Things Could Be Worse





Several people have been wondering why I haven't been blogging lately.  The answer is pretty simple, but otherwise not so pretty at all.

I have been taking care of my brother Mike.  He got out of Rehab on January 28th.  On February 3rd, he was served papers for divorce from his estranged wife of 5 years.  I lived with him for about 6 weeks while he slowly got better, and thereafter went over there just about every day to see that he got fed and to clean up any messes he couldn't handle.

He made sloooow progress through the end of May.  Not great, but okay.  The divorce didn't go anywhere.  The wife was in and out of hospitals herself, and Mike didn't have the stamina to struggle with lawyers.  Then he got the idea he wanted to move into an apartment, clearing out of the house while it was being sold.  I tried to talk him out of it, as that would mean rent on top of a mortgage.  And who knew for how long?

We moved him in on June 4th, 2011.  And all during the week thereafter.  If he listened to me, he wouldn't be my brother.

About a week later, he started having a relapse - unable to sleep, dragging his foot, weak and tired all the time, all symptoms he had largely gotten over months before.  On the evening of Sunday, June 24th, I couldn't get hold of him by phone.  When I went over there I found him lying on the floor of the bathroom, too weak to get up.  In two weeks he had gone from walking normally to this.  I got him into bed and called the doctor.  He had a CT scan in the Emergency Room.  They found 4 large tumors pressing on the right side of his brain.  Which explained the sinister weakness.

We were both stunned.  We thought everything was due to the accident.  Just a minor switchback on the road to his eventual recovery.

He was transported to Scott and White in Temple.  There they did further scans and found a large tumor in the high right lobe of his lung.  It was stage 4 lung cancer, metastatic to the brain.  There is no cure.  All treatment is merely palliative.

We went for it anyway.  He responded well to whole brain radiation.  Without it they told us he might have died that weekend - because of Cushing's Reflex, where the pressure of the tumors on vessels in the brain would slow the heart until it stopped.  Instead, the tumors shrank enough to allow him to start walking with a walker again.  After a week in the hospital he went to a local nursing home, so as to be close to his regimen.

The radiation is over now.  Tomorrow he begins chemotherapy, and Wednesday I am bringing him back to Georgetown so he can be close to friends, and I can be handy for emergencies.  Like bringing him his usual menudo fix on Sundays.

His son and grandchildren came down from Pennsylvania all last week, staying at his apartment.  They had a pretty good visit.

So this, my friends, is the secret of why I have not been blogging.  It would have been entirely too depressing, and a violation of his privacy.  Blogging is supposed to be fun, and when the fun dries up it is only natural the blogging should too.

I may get back into it later.  Say in the Spring.

They say Mike has anywhere from 2 months to a year, depending on how he reacts to chemo.  He may even go home for a while.
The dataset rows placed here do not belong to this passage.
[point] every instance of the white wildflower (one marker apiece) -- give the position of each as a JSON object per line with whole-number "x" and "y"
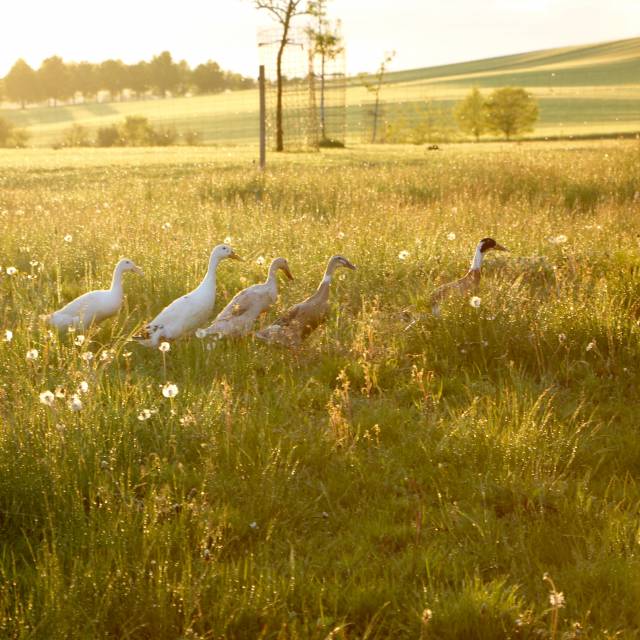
{"x": 170, "y": 390}
{"x": 75, "y": 404}
{"x": 47, "y": 398}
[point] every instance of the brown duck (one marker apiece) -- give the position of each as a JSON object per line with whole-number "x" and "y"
{"x": 299, "y": 321}
{"x": 470, "y": 282}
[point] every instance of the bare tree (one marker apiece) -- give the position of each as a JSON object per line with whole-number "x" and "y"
{"x": 375, "y": 87}
{"x": 328, "y": 45}
{"x": 283, "y": 12}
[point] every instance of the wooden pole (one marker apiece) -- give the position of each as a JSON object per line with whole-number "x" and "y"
{"x": 263, "y": 119}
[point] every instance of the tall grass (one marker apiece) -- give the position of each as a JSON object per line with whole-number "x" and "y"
{"x": 377, "y": 483}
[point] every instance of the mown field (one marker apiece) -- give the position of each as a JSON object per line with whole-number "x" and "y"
{"x": 377, "y": 483}
{"x": 582, "y": 91}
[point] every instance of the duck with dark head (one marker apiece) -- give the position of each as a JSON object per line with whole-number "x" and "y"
{"x": 470, "y": 281}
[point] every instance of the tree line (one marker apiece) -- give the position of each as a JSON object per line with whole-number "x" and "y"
{"x": 58, "y": 81}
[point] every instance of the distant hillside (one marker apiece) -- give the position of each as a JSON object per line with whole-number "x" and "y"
{"x": 607, "y": 64}
{"x": 582, "y": 90}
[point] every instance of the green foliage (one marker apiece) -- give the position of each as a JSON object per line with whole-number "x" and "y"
{"x": 511, "y": 111}
{"x": 471, "y": 114}
{"x": 379, "y": 482}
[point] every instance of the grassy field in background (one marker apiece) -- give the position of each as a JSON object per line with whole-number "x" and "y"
{"x": 587, "y": 90}
{"x": 378, "y": 483}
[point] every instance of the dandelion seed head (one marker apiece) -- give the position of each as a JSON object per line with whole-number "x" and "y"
{"x": 170, "y": 390}
{"x": 47, "y": 398}
{"x": 75, "y": 404}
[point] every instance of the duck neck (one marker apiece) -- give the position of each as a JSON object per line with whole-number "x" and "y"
{"x": 209, "y": 279}
{"x": 476, "y": 263}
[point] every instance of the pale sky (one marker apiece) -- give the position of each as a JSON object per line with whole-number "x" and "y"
{"x": 424, "y": 33}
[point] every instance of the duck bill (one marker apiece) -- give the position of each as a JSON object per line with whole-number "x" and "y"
{"x": 287, "y": 272}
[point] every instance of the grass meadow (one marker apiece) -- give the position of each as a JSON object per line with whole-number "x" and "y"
{"x": 582, "y": 91}
{"x": 377, "y": 483}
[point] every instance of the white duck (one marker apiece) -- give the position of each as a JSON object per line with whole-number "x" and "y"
{"x": 95, "y": 306}
{"x": 185, "y": 314}
{"x": 238, "y": 317}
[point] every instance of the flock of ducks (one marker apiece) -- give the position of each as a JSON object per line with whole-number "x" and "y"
{"x": 186, "y": 315}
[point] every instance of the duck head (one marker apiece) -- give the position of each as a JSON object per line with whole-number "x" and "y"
{"x": 487, "y": 244}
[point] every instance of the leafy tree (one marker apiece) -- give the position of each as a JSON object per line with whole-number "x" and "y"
{"x": 471, "y": 114}
{"x": 10, "y": 136}
{"x": 139, "y": 77}
{"x": 511, "y": 110}
{"x": 283, "y": 12}
{"x": 112, "y": 76}
{"x": 208, "y": 77}
{"x": 21, "y": 84}
{"x": 327, "y": 44}
{"x": 164, "y": 74}
{"x": 55, "y": 79}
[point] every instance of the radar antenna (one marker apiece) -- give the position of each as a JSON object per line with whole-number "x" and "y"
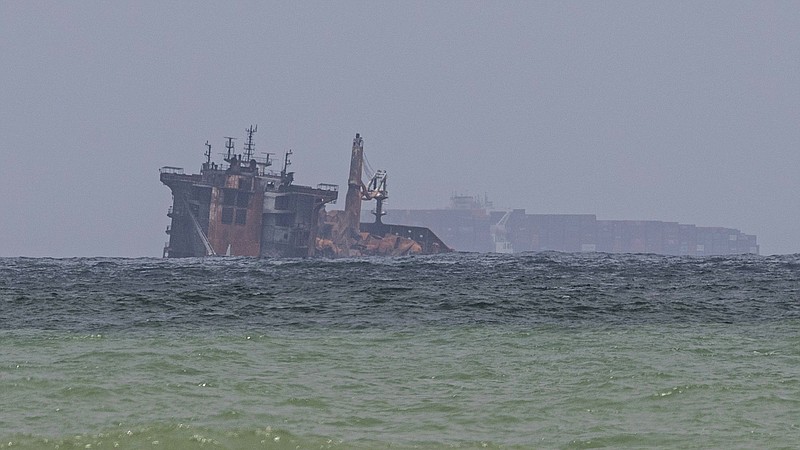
{"x": 229, "y": 146}
{"x": 249, "y": 146}
{"x": 286, "y": 162}
{"x": 208, "y": 153}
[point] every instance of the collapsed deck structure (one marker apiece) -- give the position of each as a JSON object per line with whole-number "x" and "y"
{"x": 245, "y": 209}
But not for long.  The damn thing is almost certain to come roaring back.

There is no cure.  Any radiation or chemical treatment strong enough to kill the cancer will kill him first.  So eventually they will call a stop, and Mike will go into Hospice, and pass away.  He wants to be cremated, and scattered like a condiment on the Rocky Mountains, near Engineer Pass.  I suppose I can do that for him.

He may get a sort of Indian Summer first, though.  What the heck.  We'll take it.

Bob G.


I'm the cute one.  Mike is the other one.